« Chaque année, sa famille envahit notre maison pour son anniversaire, et c’est moi qui cuisine. Cette année, j’ai promis de faire les choses différemment »

Chaque année, à mesure que l’anniversaire de Marc approchait, un sentiment familier de terreur commençait à s’enraciner dans le cœur de Jeanne. Ce n’était pas qu’elle n’aimait pas son mari – loin de là. Marc, avec son sourire facile et son comportement doux, était l’amour de sa vie. Le problème n’était pas Marc ; c’était la tradition de son anniversaire. Une tradition qui voyait Jeanne passer au moins deux jours enfermée dans la cuisine, préparant un festin élaboré pour toute la famille de Marc.

La liste des invités était toujours la même : les parents de Marc, ses deux frères, Julien et Alexandre, avec leurs épouses, Sophie et Hélène, et une série de tantes, d’oncles et de cousins. Ils déferlaient dans la maison de Jeanne et Marc avec l’enthousiasme habituellement réservé aux grandes fêtes, laissant Jeanne se débattre dans la cuisine.

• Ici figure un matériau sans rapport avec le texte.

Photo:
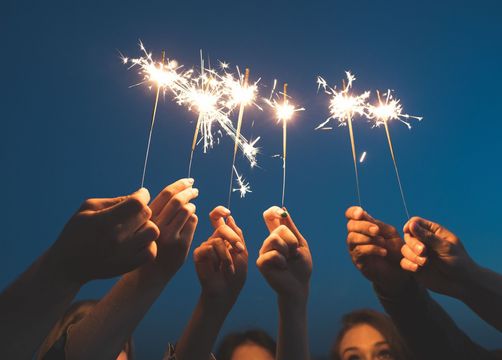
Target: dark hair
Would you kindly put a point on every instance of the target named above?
(380, 322)
(76, 312)
(234, 340)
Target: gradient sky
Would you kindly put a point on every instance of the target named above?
(72, 129)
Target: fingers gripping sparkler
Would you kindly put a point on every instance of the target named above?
(284, 111)
(154, 113)
(387, 110)
(343, 107)
(243, 103)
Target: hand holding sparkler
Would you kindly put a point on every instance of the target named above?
(175, 216)
(284, 111)
(343, 107)
(382, 113)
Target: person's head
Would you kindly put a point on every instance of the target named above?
(368, 335)
(248, 345)
(76, 312)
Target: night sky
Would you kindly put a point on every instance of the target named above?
(72, 128)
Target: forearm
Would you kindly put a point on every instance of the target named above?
(102, 333)
(31, 306)
(292, 341)
(201, 332)
(483, 294)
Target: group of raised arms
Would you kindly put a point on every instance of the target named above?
(146, 242)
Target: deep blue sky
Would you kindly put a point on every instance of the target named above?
(72, 129)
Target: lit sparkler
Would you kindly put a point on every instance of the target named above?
(343, 107)
(284, 111)
(244, 186)
(239, 94)
(381, 114)
(163, 75)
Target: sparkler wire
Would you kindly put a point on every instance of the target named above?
(238, 132)
(284, 143)
(154, 113)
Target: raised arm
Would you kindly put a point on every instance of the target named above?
(99, 241)
(430, 333)
(221, 264)
(441, 263)
(102, 333)
(286, 264)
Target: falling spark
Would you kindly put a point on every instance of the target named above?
(381, 114)
(244, 187)
(284, 111)
(343, 107)
(163, 75)
(240, 94)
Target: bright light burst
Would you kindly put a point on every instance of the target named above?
(244, 186)
(343, 104)
(389, 109)
(211, 95)
(236, 92)
(165, 75)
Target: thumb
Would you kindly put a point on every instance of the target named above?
(425, 231)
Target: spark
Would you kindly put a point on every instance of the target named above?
(343, 104)
(389, 109)
(167, 75)
(343, 107)
(381, 114)
(284, 111)
(244, 186)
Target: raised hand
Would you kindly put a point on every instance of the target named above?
(375, 249)
(436, 256)
(175, 217)
(107, 237)
(285, 259)
(221, 261)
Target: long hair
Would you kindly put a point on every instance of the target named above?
(76, 312)
(234, 340)
(380, 322)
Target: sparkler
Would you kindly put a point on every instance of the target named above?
(391, 109)
(160, 74)
(343, 107)
(284, 111)
(240, 94)
(244, 187)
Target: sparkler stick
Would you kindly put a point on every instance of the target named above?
(353, 146)
(343, 106)
(385, 111)
(154, 112)
(238, 132)
(284, 142)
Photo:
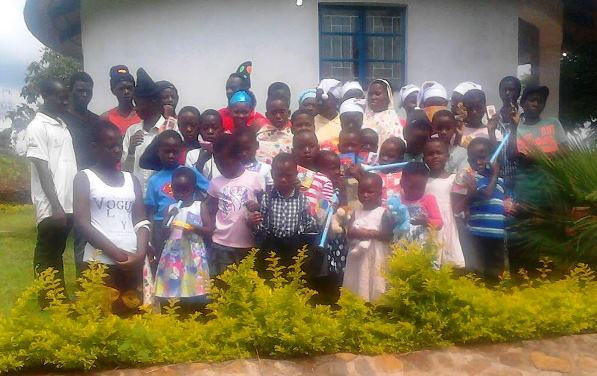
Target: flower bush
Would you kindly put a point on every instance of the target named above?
(252, 317)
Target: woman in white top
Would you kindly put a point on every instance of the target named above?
(109, 212)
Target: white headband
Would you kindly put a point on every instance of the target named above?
(463, 87)
(351, 85)
(332, 86)
(405, 91)
(431, 89)
(352, 105)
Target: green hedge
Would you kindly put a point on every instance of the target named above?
(252, 317)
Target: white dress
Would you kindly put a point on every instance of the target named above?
(451, 251)
(366, 258)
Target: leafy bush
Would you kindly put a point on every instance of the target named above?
(566, 229)
(251, 317)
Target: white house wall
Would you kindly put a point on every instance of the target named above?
(197, 44)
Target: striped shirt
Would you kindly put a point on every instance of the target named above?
(487, 217)
(316, 187)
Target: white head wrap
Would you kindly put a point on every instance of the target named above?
(351, 85)
(463, 87)
(431, 89)
(405, 91)
(353, 105)
(332, 86)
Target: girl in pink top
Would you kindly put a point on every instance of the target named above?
(230, 197)
(422, 207)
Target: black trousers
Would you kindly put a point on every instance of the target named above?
(286, 249)
(491, 255)
(51, 242)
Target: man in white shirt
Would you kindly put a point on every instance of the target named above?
(53, 168)
(138, 136)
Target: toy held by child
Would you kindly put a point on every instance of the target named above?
(369, 233)
(422, 208)
(182, 270)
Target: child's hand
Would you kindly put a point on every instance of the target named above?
(420, 220)
(492, 124)
(252, 206)
(131, 263)
(173, 212)
(254, 218)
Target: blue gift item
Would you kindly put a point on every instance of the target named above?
(400, 215)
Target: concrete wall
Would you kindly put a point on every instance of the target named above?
(196, 44)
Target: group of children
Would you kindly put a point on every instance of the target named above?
(224, 182)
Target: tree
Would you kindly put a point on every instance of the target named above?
(50, 65)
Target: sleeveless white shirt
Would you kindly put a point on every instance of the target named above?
(111, 210)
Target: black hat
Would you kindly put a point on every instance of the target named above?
(534, 89)
(146, 87)
(244, 72)
(120, 73)
(166, 85)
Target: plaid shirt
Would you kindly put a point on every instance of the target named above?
(284, 217)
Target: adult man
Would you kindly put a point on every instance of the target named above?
(53, 168)
(79, 119)
(148, 105)
(80, 122)
(122, 85)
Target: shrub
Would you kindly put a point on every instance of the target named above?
(251, 317)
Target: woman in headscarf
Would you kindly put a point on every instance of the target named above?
(380, 114)
(408, 98)
(241, 110)
(308, 101)
(241, 81)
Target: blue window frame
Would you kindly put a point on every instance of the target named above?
(362, 43)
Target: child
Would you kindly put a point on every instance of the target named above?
(380, 114)
(416, 134)
(228, 194)
(352, 112)
(276, 136)
(315, 185)
(391, 151)
(482, 194)
(182, 270)
(162, 155)
(246, 139)
(369, 140)
(369, 234)
(475, 108)
(210, 127)
(349, 141)
(188, 125)
(301, 119)
(328, 163)
(444, 126)
(439, 185)
(422, 207)
(109, 212)
(283, 220)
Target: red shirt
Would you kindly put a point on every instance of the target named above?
(256, 119)
(122, 122)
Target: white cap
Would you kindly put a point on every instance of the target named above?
(406, 90)
(463, 87)
(351, 85)
(352, 105)
(431, 89)
(330, 85)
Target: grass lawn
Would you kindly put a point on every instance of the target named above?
(17, 242)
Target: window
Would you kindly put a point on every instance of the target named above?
(361, 43)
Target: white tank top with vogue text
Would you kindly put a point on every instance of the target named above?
(111, 213)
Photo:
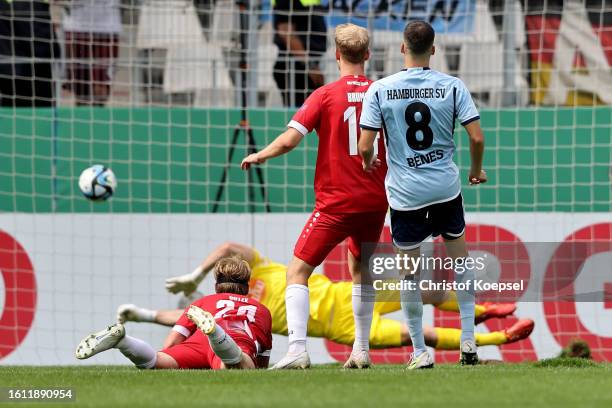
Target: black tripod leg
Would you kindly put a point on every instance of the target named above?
(258, 170)
(226, 169)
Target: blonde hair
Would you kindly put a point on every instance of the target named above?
(232, 276)
(353, 42)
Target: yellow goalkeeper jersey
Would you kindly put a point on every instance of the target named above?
(268, 283)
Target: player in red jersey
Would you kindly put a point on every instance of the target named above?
(349, 202)
(224, 330)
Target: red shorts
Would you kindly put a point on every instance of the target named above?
(323, 232)
(195, 352)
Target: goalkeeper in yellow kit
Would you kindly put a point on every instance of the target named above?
(331, 314)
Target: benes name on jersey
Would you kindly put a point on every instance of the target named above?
(415, 93)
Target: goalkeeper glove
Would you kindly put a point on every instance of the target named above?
(187, 283)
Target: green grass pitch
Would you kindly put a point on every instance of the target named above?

Cette année, cependant, Jeanne était déterminée à faire les choses différemment. Elle a abordé le sujet avec Marc quelques semaines avant son anniversaire, suggérant de commander la nourriture pour l’événement. Marc, toujours le pacificateur, hésita. « Tu sais comment est ma famille en ce qui concerne la tradition, » dit-il, avec une note d’excuse dans sa voix. Jeanne acquiesça, comprenant sa position, mais ne voulant pas céder.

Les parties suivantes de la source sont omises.